## Question 12:

### Part 12(a):

| Answer/Working | Marks | Guidance |
|---|---|---|
| $y^2 = (x(\sin x + \cos x))^2 = x^2(\sin^2 x + \cos^2 x + 2\sin x\cos x)$ | M1 | Squaring $y$ AND attempting to expand bracket.
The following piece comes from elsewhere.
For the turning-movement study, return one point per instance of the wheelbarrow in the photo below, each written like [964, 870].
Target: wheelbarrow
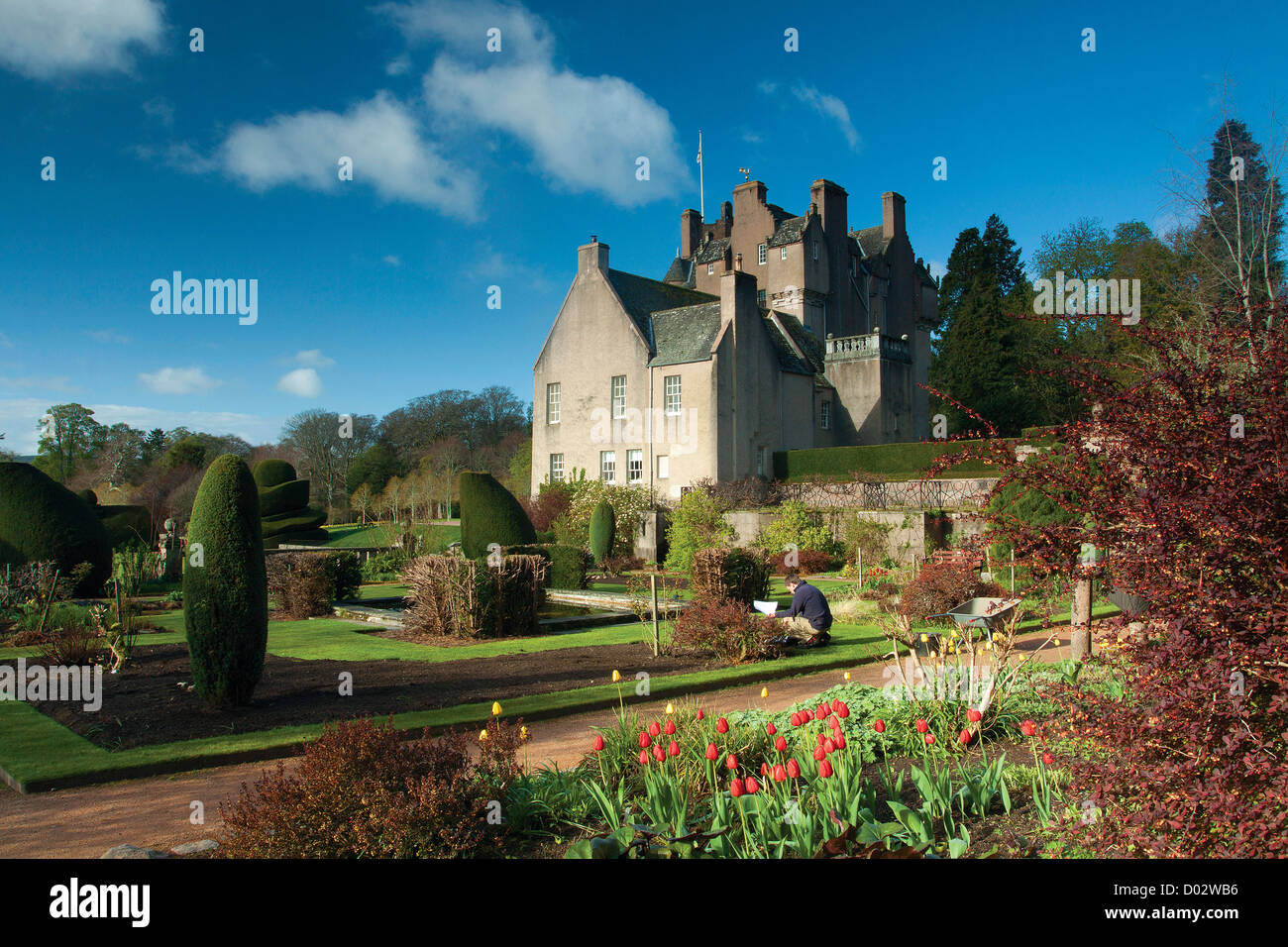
[987, 613]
Minimum: $y^2=x^2(\sin^2 x+\cos^2 x+\ldots)$ |
| $= x^2(1+\sin 2x)$ | A1 | Using $\sin^2 x+\cos^2 x=1$ and $2\sin x\cos x = \sin 2x$ |
| $V = \int_0^{\pi/4}\pi y^2\,dx = \int_0^{\pi/4}\pi x^2(1+\sin 2x)\,dx$ | A1* | Must be stated or implied that $V=\int_0^{\pi/4}\pi y^2\,dx$. Correct proof with limits |

### Part 12(b):

| Answer/Working | Marks | Guidance |
|---|---|---|
| $\int_0^{\pi/4}\pi x^2\,dx = \left[\pi\frac{x^3}{3}\right]_0^{\pi/4} = \frac{\pi(\pi/4)^3}{3}$ | M1A1 | M1: splits integral and integrates $x^2$ or $\pi x^2$ to $Ax^3$. A1: correct value $\frac{(\pi/4)^3}{3}$ |
| $\int x^2\sin 2x\,dx = \pm Bx^2\cos 2x \pm C\int x\cos 2x\,dx$ | M1 | Integration by parts on $\int \pi x^2\sin 2x\,dx$ the correct way around |
| $= -x^2\frac{\cos 2x}{2} + \int x\cos 2x\,dx$ | A1 | Correct first application |
| $= \pm Bx^2\cos 2x \pm Cx\sin 2x \pm \int D\sin 2x\,dx$ | dM1 | Second application of integration by parts, correct way. Dependent on previous M1 |
| $= -x^2\frac{\cos 2x}{2} + x\frac{\sin 2x}{2} + \frac{\cos 2x}{4}$ | A1 | Fully correct integral of $\int x^2\sin 2x\,dx$ |
| $\int_0^{\pi/4} x^2\sin 2x\,dx = \left(\frac{\pi}{8}-\frac{1}{4}\right)$ | ddM1 | Substitutes both limits and subtracts. Both M1s for by parts must have been scored |
| $V = \left(\frac{\pi^4}{192}\right) + \left(\frac{\pi^2}{8}-\frac{\pi}{4}\right)$ | A1, A1 | A1: either $\frac{\pi^4}{192}$ or $\frac{\pi^2}{8}-\frac{\pi}{4}$. A1: fully correct. Accept $V=\pi\left(\frac{\pi^3}{192}+\frac{\pi}{8}-\frac{1}{4}\right)$ |